To determine the influence of prolines on amelogenin binding capacity, we compared the amounts of wild-type and mutated amelogenins (per square meter) adsorbed to HAP. The saturated binding amounts of mutated amelogenins were remarkably lower than the wild-type protein [P156T (632 ± 9.3) < P164T (720 ± 10.8) < wild type (870 ± 9.6)] (fig. 1). Statistical analysis revealed significant differences among the groups (p < 0.001).

The initial cleavage of amelogenin by MMP-20 occurred at P¹⁶⁴/S within the C terminus, releasing the last 11 amino acids teleopeptide (1307.7 Da; data not shown). The MMP-20 hydrolysis of amelogenin wild type and mutants (P156T and P164T) were evaluated both in solution and on HAP. As indicated in a time course analysis by SDS-PAGE (fig. 2), the P164T amelogenin was hydrolyzed at a dramatically slower rate both in solution and on HAP (p < 0.05), displaying a higher S_t/S₀ ratio at each time point of hydrolysis, but the cleavage of P156T amelogenin had no significant difference when compared to rh174.

The studies using 3 oligopeptides further confirmed these results. As shown in figure 3, the peptides PP and TP were cleaved by the enzyme at approximately similar speed (DH was 48.5±1.8 and 47.8 ± 1.6%, respectively). In marked contrast, peptide PT was hydrolyzed at a significantly slower rate with a DH value of 36.9 ± 1.3% (p < 0.001).

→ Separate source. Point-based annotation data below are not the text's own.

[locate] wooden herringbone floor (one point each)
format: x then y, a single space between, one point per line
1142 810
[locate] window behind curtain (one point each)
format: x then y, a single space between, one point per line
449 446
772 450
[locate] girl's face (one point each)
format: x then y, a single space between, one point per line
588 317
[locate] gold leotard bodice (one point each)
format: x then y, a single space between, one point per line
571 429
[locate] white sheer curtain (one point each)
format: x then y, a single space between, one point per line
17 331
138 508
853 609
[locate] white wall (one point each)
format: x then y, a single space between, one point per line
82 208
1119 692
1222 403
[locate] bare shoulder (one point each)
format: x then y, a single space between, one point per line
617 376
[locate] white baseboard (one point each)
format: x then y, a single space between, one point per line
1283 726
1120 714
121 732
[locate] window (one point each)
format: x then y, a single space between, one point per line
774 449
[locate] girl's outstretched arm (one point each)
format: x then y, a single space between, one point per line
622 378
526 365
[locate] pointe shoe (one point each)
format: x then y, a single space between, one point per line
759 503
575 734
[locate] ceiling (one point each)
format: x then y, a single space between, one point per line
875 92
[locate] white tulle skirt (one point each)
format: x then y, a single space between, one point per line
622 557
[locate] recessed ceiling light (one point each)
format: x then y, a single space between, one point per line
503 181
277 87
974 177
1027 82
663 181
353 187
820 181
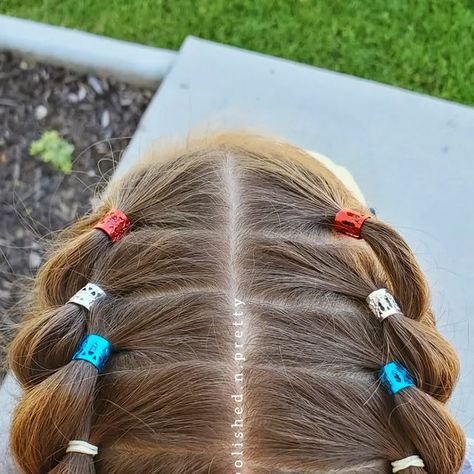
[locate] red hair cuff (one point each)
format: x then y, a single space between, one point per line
115 223
350 222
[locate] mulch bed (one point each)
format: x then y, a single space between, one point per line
97 115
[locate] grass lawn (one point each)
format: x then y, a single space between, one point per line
425 45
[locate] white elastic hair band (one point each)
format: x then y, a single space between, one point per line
410 461
83 447
382 304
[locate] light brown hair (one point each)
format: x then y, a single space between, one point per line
233 218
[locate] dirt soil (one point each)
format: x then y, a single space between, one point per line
97 115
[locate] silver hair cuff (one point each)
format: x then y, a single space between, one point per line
410 461
86 296
382 304
83 447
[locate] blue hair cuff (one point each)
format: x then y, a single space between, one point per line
395 377
94 349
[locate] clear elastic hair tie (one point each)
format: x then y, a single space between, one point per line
405 463
83 447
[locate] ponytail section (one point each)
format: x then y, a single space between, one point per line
57 414
438 439
55 411
70 266
409 285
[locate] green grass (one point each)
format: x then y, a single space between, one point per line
421 45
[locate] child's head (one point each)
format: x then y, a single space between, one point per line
242 339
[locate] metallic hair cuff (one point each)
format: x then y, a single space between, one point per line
94 349
114 224
86 296
382 304
395 377
405 463
83 447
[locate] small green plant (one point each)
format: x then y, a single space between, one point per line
53 149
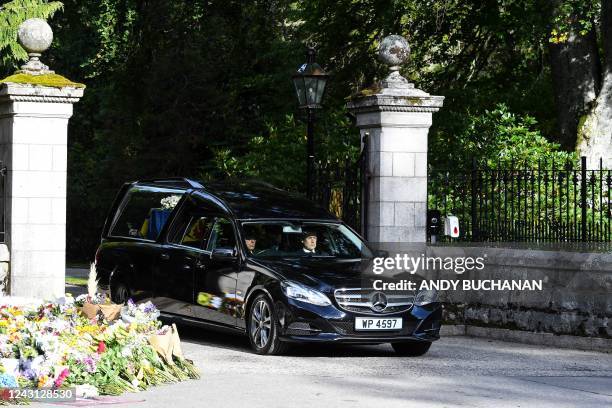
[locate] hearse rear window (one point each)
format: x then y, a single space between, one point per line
146 211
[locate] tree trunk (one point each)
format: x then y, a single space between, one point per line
595 131
576 74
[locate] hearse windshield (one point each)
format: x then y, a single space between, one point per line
284 239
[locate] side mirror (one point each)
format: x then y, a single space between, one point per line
224 253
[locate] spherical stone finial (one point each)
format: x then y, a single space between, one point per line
35 36
394 51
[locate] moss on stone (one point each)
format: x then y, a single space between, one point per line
53 80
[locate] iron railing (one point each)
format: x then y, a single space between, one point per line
550 202
3 171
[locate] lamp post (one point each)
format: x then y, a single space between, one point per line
309 82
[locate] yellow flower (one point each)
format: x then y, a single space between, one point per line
42 381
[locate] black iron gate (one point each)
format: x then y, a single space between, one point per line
341 187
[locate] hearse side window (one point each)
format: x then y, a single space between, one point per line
194 231
146 212
222 235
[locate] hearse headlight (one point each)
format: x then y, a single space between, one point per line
425 297
303 293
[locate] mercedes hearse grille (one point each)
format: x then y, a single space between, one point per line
369 301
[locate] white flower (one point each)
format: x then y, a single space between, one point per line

A variety of studies suggest that the C-terminal tail of amelogenin plays important functions in enamel biomineralization [Moradian-Oldak et al., 2002a]. Though both N- and C-terminal domains of amelogenin are accessible to proteolytic actions [Moradian-Oldak et al., 2002b], the time-dependent mass-spectrometric analysis revealed that the proteolysis of amelogenin by MMP-20 was initiated at the P¹⁶⁴/S site in the C-terminal region [unpubl. data]. This processing event released the hydrophilic C-terminal telopeptide and simultaneously created a ‘23K’ product. The truncated 23K amelogenin is one of the most predominant proteolytic amelogenin components, comprising 11% of the enamel protein matrix. Using recombinant proteins and synthetic peptides, the present study demonstrated that this processing event was regulated by these C-terminal proline residues. However, the influence of proline seems to vary between different locations. Proline residues 156 and 164 of human amelogenin correspond to positions 9 and 1 upstream to the cleavage site P¹⁶⁴/S, respectively. The proteolytic cleavage at P¹⁶⁴/S was only impeded by the replacement of proline with threonine at position-1. The presence of proline at position 1 (Pro¹⁶⁴) may hold the downstream sequence in a more ‘turn-like’ structure which provides a close enzyme-substrate fit with less entropic cost [Truckses et al., 1996]. Pro¹⁶⁴ may also serve as a docking site for MMP-20, because residue 1 relative to the cleavage site has been proposed to be part of the recognition site for the processing enzyme [Perlman and Halvorson, 1983]. Pro¹⁶⁴ substantially influences the MMP20 processing efficiency of amelogenin at its C-terminal end, while Pro¹⁵⁶ may be too far away to affect the cleavage at P¹⁶⁴/S. This observation, along with the abundance of prolines near the MMP-20 cleavage sites, suggests that proline is a critical amino acid in MMP-20 hydrolysis of amelogenin. The binding capacity of the C terminus was associated with the protein conformation. In the present study, substitution of proline with threonine at position 156 or 164 displayed a significantly lower affinity to HAP, suggesting that these 2 C-terminal prolines are important for optimal adsorption of amelogenin protein to HAP. The prolines appear to be essential conformational determinants that alter the accessibility of amelogenin C terminus to apatite, which is related to the growth of apatite crystals and enamel development.

This research was supported by NIH NIDCR grant R01 DE015821.